Runs Taking Longer Than Usual to Execute

Incident Report for scalr.io

Postmortem

Summary

On July 1, Terraform and OpenTofu runs experienced significant delays, up to 10–25 minutes, during the initialization and plan phases for a number of customers, due to capacity constraints in the network-backed provider plugin cache under load. We have mitigated the issue by temporarily removing the shared network storage from the provider download path, and the platform is stable. We are re-architecting how provider plugins are distributed to prevent this class of slowdown from recurring.

What Happened

Before a run can begin planning, it downloads the Terraform/OpenTofu provider plugins it needs (for example, the AWS, GCP, or Azure providers) from a shared cache backed by network storage. A period of high run volume, combined with growth in the total size of the provider cache, drove the aggregate load past the practical limits of that storage. As downloads queued, the init/plan phase of affected runs slowed dramatically, in some cases by 10–25 minutes, and a small number of runs errored or hit their timeout and had to be retried.

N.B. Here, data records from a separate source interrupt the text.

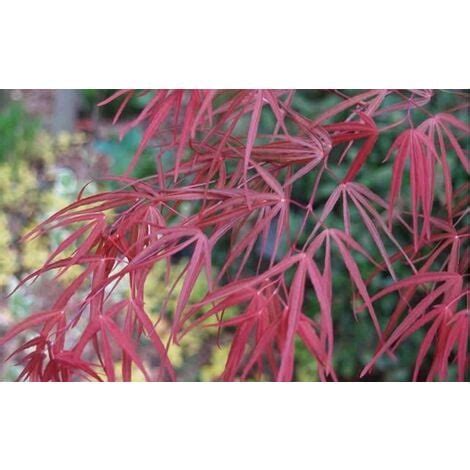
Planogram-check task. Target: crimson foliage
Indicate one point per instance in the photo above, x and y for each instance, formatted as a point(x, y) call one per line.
point(230, 184)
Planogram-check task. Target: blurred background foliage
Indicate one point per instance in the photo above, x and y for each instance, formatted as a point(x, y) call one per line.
point(42, 168)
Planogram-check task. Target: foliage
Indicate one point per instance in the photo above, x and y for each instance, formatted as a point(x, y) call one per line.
point(229, 202)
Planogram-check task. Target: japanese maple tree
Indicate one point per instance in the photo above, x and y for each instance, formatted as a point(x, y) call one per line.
point(229, 165)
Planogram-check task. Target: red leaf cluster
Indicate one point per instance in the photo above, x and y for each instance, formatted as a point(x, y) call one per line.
point(232, 184)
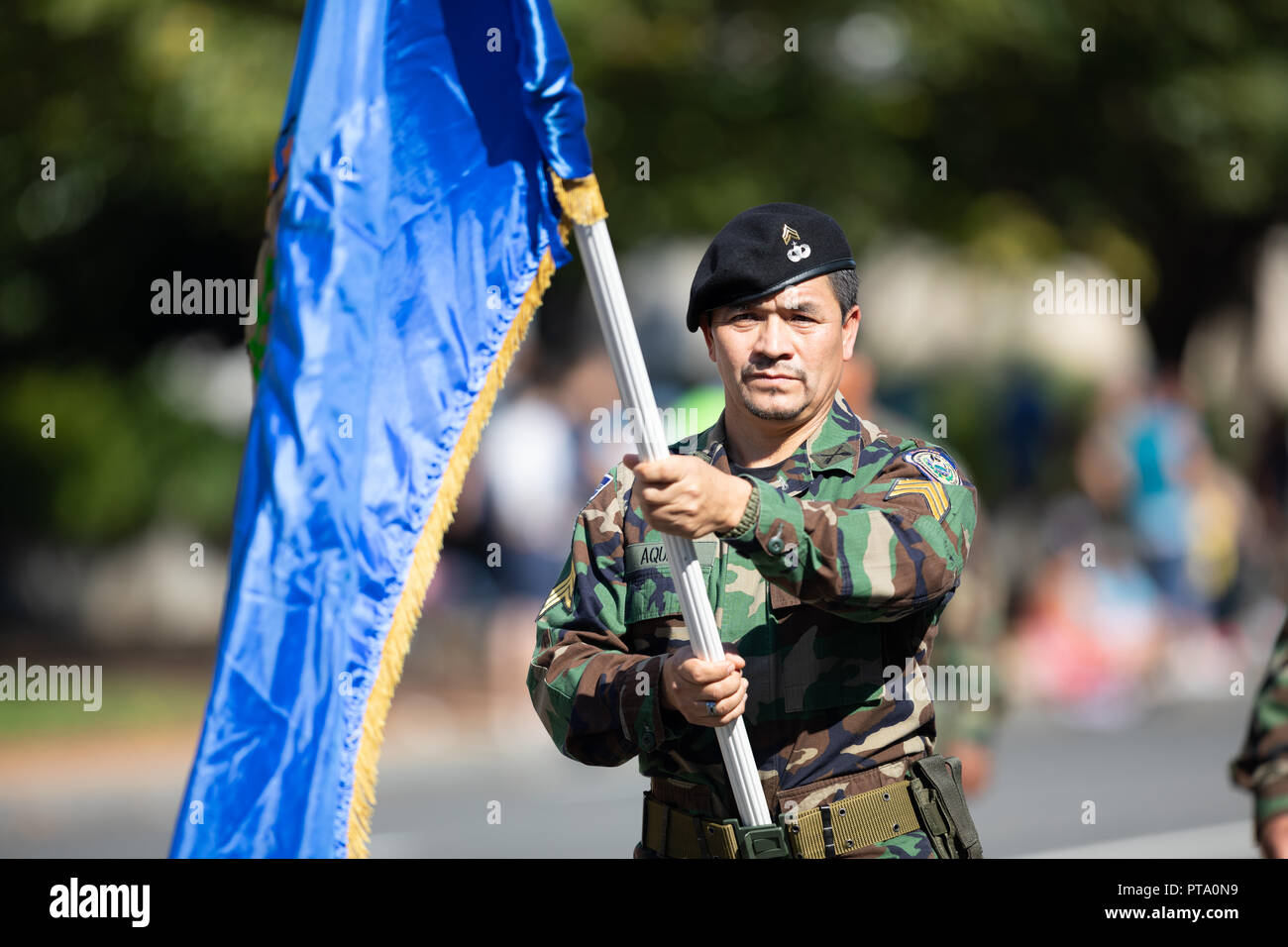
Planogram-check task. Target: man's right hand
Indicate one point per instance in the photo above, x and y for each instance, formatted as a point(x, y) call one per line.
point(688, 684)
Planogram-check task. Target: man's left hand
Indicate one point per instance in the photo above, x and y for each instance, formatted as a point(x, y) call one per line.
point(687, 496)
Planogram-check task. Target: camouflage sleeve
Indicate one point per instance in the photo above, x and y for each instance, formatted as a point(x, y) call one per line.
point(1262, 764)
point(600, 703)
point(893, 548)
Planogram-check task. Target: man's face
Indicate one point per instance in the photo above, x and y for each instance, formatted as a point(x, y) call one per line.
point(782, 356)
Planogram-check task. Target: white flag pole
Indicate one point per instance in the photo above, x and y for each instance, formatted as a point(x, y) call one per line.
point(623, 348)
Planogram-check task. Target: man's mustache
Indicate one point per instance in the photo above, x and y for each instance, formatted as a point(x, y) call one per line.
point(747, 372)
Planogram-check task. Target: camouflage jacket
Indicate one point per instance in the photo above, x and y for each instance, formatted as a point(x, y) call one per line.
point(1262, 764)
point(859, 544)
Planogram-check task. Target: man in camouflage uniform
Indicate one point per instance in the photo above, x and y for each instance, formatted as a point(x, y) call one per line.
point(829, 549)
point(1262, 766)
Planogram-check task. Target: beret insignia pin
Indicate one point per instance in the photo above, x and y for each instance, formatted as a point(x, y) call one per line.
point(798, 252)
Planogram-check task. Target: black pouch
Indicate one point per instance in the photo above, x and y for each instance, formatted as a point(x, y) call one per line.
point(936, 793)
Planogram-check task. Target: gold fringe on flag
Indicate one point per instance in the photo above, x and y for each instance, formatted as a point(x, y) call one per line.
point(581, 202)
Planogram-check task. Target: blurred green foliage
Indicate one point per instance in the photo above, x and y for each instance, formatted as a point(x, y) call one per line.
point(162, 155)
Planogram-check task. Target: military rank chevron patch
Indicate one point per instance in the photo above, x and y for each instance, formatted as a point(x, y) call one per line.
point(932, 492)
point(561, 592)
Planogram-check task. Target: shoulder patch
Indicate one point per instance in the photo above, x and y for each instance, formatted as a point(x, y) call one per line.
point(930, 491)
point(935, 464)
point(561, 592)
point(608, 478)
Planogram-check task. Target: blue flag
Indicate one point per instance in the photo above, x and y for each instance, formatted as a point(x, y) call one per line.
point(432, 158)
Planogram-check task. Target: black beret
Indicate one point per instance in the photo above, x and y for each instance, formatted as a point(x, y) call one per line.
point(764, 250)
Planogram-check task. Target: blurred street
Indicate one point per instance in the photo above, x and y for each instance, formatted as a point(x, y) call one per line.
point(1159, 791)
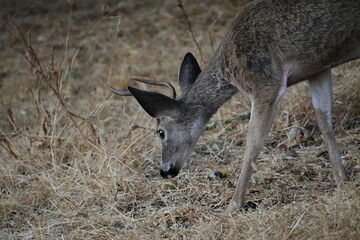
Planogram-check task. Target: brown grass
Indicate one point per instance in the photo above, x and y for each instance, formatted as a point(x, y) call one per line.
point(94, 176)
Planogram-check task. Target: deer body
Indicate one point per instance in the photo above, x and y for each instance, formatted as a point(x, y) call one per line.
point(270, 46)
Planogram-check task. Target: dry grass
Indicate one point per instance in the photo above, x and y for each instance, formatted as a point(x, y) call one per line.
point(99, 179)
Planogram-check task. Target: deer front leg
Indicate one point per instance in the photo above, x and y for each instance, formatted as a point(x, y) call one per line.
point(262, 115)
point(321, 95)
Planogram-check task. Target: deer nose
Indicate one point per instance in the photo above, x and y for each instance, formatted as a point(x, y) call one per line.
point(169, 172)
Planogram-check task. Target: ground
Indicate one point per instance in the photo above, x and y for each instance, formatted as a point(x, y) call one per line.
point(77, 162)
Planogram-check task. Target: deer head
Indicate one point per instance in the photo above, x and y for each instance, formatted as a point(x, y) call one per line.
point(179, 123)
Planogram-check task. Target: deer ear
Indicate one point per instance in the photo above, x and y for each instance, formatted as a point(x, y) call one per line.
point(189, 71)
point(155, 104)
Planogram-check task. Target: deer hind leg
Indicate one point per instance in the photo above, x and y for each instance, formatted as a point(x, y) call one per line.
point(262, 115)
point(321, 95)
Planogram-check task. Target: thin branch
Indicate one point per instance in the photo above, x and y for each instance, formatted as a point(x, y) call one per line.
point(180, 5)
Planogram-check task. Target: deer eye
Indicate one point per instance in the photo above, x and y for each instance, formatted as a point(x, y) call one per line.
point(161, 134)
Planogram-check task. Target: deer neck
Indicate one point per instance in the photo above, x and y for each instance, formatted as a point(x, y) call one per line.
point(211, 89)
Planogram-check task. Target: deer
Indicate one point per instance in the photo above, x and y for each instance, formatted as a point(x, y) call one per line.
point(271, 45)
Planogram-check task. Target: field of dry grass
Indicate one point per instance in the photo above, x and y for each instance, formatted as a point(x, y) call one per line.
point(77, 162)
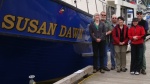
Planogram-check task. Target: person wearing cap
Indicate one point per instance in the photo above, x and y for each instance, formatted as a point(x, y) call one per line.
point(143, 23)
point(98, 33)
point(120, 37)
point(108, 32)
point(136, 34)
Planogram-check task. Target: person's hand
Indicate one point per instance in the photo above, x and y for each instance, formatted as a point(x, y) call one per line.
point(135, 38)
point(98, 40)
point(120, 43)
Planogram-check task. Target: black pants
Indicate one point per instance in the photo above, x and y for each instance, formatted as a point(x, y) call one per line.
point(98, 54)
point(136, 57)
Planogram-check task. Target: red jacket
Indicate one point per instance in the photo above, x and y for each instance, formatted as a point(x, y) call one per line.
point(136, 31)
point(116, 35)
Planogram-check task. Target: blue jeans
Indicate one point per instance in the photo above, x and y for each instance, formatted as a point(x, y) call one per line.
point(109, 46)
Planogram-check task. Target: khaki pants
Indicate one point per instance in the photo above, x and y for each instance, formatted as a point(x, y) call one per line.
point(120, 56)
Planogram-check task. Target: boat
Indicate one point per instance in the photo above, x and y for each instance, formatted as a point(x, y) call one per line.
point(46, 38)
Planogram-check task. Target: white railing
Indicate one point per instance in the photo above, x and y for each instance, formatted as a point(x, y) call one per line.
point(76, 76)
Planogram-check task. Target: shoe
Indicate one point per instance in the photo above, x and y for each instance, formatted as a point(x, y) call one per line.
point(102, 71)
point(112, 68)
point(132, 73)
point(106, 69)
point(124, 70)
point(136, 73)
point(143, 72)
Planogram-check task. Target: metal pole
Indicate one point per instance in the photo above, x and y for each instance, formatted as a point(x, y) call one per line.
point(96, 6)
point(75, 1)
point(87, 2)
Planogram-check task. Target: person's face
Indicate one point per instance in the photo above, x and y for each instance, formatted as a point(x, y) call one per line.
point(103, 16)
point(135, 23)
point(139, 15)
point(97, 17)
point(114, 19)
point(120, 22)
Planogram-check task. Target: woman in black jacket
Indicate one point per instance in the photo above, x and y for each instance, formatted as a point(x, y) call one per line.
point(98, 33)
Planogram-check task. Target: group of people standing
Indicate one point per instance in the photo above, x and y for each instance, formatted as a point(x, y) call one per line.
point(114, 36)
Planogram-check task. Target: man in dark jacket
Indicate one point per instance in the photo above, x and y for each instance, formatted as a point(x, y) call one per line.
point(145, 25)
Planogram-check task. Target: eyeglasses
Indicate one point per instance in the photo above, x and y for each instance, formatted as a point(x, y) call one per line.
point(103, 15)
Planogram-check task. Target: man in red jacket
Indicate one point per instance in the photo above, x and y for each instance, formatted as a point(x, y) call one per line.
point(120, 36)
point(136, 34)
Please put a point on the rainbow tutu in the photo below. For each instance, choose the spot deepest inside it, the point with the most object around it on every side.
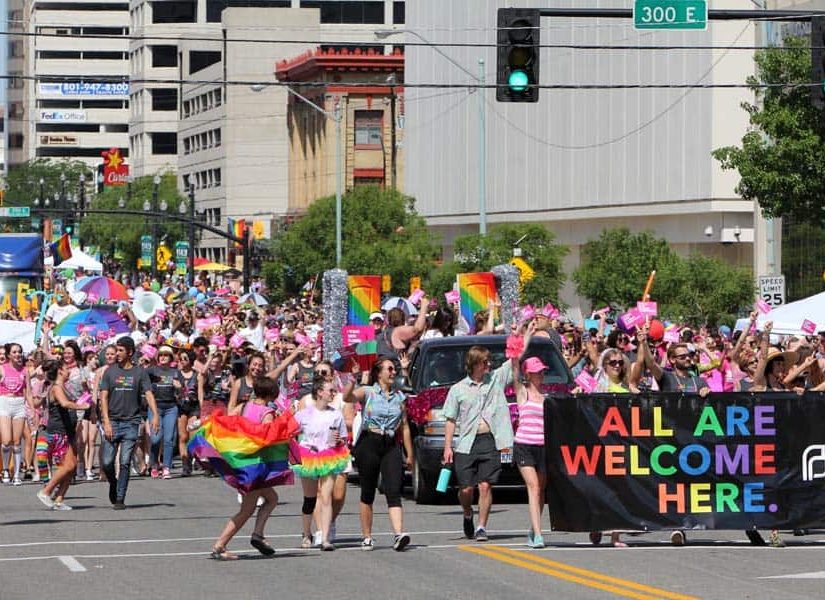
(248, 456)
(326, 462)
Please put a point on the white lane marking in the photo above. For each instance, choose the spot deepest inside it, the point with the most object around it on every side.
(811, 575)
(72, 564)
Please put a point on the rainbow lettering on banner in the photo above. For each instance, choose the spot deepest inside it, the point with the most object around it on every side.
(364, 298)
(713, 453)
(247, 455)
(476, 290)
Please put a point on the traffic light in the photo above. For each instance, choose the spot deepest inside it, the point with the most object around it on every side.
(818, 61)
(517, 66)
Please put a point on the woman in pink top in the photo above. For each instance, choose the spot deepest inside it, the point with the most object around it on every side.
(528, 444)
(13, 394)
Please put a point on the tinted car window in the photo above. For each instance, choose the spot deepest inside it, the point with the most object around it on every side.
(445, 366)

The network storage reached its limits due to the large number of connected run nodes and began throttling, slowing down all workloads that relied on it.

Mitigation

After several unsuccessful attempts to increase the storage throughput, we temporarily removed the shared network storage from the provider cache path, providers are currently downloaded over the public network for each run. As a result, init times may be slightly longer than with a healthy provider cache, and runs temporarily depend on the availability of public provider registries.

What We're Doing Next

We are improving the plugin cache architecture along two lines: a node-local caching layer that eliminates the shared network storage bottleneck (to be in place before we re-enable the provider cache), and a caching network mirror that removes the direct dependency on public registry availability. Together, these layers ensure the failure of any one of them is absorbed by the others without service degradation.

We apologize for the disruption. If you have questions or are still experiencing issues, please contact our support team.

Posted Jul 02, 2026 - 14:27 UTC

Resolved

This incident has been resolved.
Posted Jul 01, 2026 - 21:46 UTC

Update

We are continuing to monitor for any further issues.
Posted Jul 01, 2026 - 21:17 UTC

Monitoring

A fix has been implemented and we are monitoring the results.
Posted Jul 01, 2026 - 21:17 UTC

Update

Customers should see the lagging runs start to improve. Existing runs will resume normally on their own.
Posted Jul 01, 2026 - 20:42 UTC

Update

We are continuing to work on a fix for this issue.
Posted Jul 01, 2026 - 20:39 UTC

Identified

The issue has been identified and a fix is being implemented.
Posted Jul 01, 2026 - 18:47 UTC

Investigating

We are currently investigating this issue.
Posted Jul 01, 2026 - 18:30 UTC
This incident affected: Scalr Platform and Scalr Worker.